"Genius is in-born, may it never be still-born."

"Oysters, irritated by grains of sand, give birth to pearls. Brains, irritated by curiosity, give birth to ideas."

"Brainpower is the bridge to the future; it is what transports you from wishful thinking to willful doing."

"Unless you keep learning & growing, the status quo has no status."

Saturday, April 25, 2009


I am always fascinated by the phenomenon of "ideas build on ideas".

If you have been following my weblog, you probably can recall the reported "conversation" between the beaver & the mousedeer at the vicinity of a dam. Here's the link to the blog post, by the way.

I reckon readers should be familiar with the work of change strategist & futurist Joel Arthur Barker, who wrote his debut book, 'Discovering the Future: The Business of Paradigms' during the mid 80's.

He rode elegantly on the seminal ideas of scientist Thomas Kuhn, whose 60's classic & benchmark book,'The Structure Of Scientific Revolutions', had profound as well as irritating effects on a lot of people, including other scientists, as far as the concept of "paradigm shift" in the scientific world is concerned.

With clarity & succinctness, Joel Arthur Barker then brought that brilliant concept into the corporate world, within the context of business futurism. He has even built a highly successful proprietary series of wonderful training videos to go with it.

For me, the most productive learning experience from the work of Joel Arthur Barker is understanding - and applying - the power of paradigm pliancy.

In contrast, entrepreneur/researcher Frans Johansson drew his inspiration from the work of the Medici family during the Renaissance era to write his wonderful book, 'The Medici Effect: Breakthrough Insights at the Intersection of Ideas, Concepts, & Cultures' in 2004.

[For more information, readers can go to this link.]

In a nut shell, the book's fancy title actually refers to an explosion of creativity and imagination that occurred in Florence, Italy, during the Renaissance era.
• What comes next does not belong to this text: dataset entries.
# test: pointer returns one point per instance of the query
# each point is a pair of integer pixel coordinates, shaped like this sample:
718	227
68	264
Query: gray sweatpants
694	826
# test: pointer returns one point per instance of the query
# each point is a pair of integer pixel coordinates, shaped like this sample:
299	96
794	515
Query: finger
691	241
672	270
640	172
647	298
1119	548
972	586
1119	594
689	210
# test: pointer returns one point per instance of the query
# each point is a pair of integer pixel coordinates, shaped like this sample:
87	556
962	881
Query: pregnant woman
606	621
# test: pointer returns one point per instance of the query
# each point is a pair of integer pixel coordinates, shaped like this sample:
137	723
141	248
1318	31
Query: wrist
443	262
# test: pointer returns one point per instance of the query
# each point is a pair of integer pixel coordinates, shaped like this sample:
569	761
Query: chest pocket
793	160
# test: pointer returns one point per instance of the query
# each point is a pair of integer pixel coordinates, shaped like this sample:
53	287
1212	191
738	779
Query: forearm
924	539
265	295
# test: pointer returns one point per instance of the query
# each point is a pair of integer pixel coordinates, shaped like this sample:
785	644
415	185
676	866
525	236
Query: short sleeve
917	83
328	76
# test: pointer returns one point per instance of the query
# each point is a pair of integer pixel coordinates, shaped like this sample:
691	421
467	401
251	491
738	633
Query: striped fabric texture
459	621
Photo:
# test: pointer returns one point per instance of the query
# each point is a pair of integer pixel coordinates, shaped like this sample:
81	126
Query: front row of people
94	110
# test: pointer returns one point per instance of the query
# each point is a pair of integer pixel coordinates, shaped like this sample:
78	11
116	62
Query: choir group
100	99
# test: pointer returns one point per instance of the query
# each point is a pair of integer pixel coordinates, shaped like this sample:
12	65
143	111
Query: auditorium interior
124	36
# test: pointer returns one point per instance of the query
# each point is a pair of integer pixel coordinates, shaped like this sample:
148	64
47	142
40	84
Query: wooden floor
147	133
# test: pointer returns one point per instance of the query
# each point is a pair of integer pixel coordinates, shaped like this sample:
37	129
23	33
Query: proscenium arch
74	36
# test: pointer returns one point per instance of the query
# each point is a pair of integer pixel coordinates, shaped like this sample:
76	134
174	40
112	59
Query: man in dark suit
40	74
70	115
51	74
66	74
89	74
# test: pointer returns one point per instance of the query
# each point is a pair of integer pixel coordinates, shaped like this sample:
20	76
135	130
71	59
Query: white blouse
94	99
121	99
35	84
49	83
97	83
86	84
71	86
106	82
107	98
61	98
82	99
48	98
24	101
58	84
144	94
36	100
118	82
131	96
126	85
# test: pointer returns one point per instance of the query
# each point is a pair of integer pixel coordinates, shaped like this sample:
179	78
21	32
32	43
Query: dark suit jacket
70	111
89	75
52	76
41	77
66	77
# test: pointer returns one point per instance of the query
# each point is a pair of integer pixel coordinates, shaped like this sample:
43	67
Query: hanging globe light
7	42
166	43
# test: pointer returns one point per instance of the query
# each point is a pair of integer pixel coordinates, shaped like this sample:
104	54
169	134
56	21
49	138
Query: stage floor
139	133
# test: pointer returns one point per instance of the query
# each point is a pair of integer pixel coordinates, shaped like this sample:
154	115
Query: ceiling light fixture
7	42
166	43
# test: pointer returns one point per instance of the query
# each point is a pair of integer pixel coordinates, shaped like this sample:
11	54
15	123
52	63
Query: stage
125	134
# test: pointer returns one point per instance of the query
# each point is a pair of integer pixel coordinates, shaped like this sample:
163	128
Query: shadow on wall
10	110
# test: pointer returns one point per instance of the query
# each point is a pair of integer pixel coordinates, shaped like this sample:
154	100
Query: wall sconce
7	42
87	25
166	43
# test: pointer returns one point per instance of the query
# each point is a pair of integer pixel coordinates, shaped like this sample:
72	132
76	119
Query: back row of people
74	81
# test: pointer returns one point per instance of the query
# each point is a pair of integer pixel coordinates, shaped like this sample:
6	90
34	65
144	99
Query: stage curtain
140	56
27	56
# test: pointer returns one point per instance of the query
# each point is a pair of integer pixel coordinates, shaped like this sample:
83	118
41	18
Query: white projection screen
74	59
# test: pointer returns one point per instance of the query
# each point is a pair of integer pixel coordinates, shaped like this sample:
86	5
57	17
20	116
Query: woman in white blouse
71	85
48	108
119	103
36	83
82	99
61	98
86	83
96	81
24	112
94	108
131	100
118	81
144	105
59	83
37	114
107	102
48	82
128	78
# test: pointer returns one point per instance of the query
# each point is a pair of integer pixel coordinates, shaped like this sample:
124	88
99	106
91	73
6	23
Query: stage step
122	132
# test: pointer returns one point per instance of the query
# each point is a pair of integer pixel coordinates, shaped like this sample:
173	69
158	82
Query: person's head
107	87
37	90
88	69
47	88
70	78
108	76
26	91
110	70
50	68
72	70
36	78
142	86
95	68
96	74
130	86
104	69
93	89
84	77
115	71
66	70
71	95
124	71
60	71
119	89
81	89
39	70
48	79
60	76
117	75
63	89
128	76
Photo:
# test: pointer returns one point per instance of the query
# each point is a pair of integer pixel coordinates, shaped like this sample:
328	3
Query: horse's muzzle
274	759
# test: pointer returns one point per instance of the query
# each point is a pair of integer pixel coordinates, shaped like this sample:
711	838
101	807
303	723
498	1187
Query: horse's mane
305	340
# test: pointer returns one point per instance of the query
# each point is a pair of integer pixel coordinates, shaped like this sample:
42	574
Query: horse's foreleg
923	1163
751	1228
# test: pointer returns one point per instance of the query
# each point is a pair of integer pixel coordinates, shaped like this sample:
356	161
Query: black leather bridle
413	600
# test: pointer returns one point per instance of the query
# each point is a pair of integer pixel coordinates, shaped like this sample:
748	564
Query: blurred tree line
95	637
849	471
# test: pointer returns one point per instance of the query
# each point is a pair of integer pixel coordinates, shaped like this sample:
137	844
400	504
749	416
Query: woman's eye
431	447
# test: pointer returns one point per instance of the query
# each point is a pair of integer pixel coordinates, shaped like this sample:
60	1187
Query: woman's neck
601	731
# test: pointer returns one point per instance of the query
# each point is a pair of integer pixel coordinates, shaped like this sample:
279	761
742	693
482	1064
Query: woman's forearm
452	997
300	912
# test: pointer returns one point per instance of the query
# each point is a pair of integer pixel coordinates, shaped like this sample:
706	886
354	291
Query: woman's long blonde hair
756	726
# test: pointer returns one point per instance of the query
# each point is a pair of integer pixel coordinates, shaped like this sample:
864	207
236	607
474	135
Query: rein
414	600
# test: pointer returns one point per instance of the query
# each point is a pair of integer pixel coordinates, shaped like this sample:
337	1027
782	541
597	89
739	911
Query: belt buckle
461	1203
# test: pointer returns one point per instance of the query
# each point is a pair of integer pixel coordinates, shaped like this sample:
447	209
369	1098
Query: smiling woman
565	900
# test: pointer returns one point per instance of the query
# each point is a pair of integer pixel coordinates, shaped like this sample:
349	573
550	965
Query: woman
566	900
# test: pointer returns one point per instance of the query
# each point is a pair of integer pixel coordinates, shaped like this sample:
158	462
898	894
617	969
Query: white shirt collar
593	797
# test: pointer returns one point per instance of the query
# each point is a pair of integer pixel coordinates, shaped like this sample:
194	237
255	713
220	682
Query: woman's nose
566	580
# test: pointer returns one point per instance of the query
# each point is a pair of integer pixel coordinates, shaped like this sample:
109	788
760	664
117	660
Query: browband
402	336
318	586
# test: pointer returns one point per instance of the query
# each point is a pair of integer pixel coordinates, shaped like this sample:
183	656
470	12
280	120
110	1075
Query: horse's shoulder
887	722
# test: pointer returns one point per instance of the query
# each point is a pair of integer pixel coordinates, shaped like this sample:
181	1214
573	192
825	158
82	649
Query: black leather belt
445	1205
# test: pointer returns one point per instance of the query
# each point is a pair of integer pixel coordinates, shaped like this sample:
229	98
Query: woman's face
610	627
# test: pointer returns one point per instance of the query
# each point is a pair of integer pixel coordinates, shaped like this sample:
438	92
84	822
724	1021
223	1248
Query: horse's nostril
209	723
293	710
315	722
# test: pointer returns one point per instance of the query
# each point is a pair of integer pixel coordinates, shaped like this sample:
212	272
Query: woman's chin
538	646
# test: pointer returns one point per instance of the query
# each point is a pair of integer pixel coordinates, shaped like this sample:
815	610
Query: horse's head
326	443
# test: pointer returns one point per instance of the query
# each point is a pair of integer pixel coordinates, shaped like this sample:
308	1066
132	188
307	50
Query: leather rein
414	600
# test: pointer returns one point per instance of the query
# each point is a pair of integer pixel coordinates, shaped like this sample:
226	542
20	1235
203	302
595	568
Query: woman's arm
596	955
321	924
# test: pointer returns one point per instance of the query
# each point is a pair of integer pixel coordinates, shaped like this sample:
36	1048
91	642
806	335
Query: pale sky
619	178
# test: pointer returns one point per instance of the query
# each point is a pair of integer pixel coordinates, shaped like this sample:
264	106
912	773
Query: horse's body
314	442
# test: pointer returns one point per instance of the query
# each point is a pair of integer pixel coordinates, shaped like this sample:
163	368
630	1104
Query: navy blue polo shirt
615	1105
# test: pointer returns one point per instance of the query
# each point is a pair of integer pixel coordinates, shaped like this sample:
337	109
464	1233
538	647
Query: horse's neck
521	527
It stretched from the late 14th century where it started right up to the early 17th Century, where it had spread to the rest of Europe.

During that period, the powerful & influential Medici banking family funded artists, artisans, painters, sculptors, and even thinkers and scientists from many different cultures and disciplines to come together in Florence to debate, discuss, and discover new ideas.

[I was holidaying in Florence with my wife in November 2006 & had read that, out of 1,000 European artists, painters & sculptors during that period, about 350 of them had lived and/or worked in Florence, Italy.]

Through their generous patronage, we are able to speak of and admire the wonderful masterpieces & elegant work of Michelangelo, Leonardo Da Vinci, Botticelli, Donatello, Raphael, Ghiberti and countless others.

The book is about how all or each of us can create our own "Medici Effect" by applying the concept of "inter-sectional ideas, cultures, disciplines & strategies in new & previously unexplored ways".

Dilip Mukerjea likes to call it, "Junction Dynamics"!

From my perspective, it's akin to making deliberate juxtapositions!

Nonetheless, for me, the most productive learning experience from the work of Frans Johansson is understanding the power of creating "inter-sectional moments of AhAs".

Very interestingly, in recent times, Joel Arthur Barker has come up with a new business concept which he calls 'Innovation at the Verge".

[For more information, readers can go to this link.]

He explains the "verge" as "where something & something different meet.

According to him, "Innovation at the Verge" is when two or more elements that are very different from one another are joined together to create a single idea that solves problems the separate elements could not.

He has given the example of a forklift that is also a weighing scale.

Do readers now see my point: "ideas build on ideas"!

Think about it:

- Ned Herrmann's "Whole-Brain Problem Walkabout" via understanding of his brain dominance profile instrument;

- Roger von oech's "Creative Whacks" - explorer, artist, judge, warrior;

- Michael Hewitt-Gleeson's "Seven Thinking Caps" - via multicoloured caps;

- Edward de bono's "Six Thinking Hats" - via multicoloured hats;

- IDEO's Strategies for Defeating the Devil's Advocate and Driving Creativity Throughout Your Organization via their process methodology as embodied in the "Ten Faces of Innovation";

So, who is the progenitor? In my view, any attempt will only be a purely academic exercise.

[As a matter of fact, there seems to be a "verbal jujitsu" revolving on the net between Edward de bono & his one-time protege & collaborator, Michael Hewitt-Gleeson, with regard to who actually had started the idea of multicoloured hats or caps. Readers can read debono's version at this link; Gleeson's version at this link.]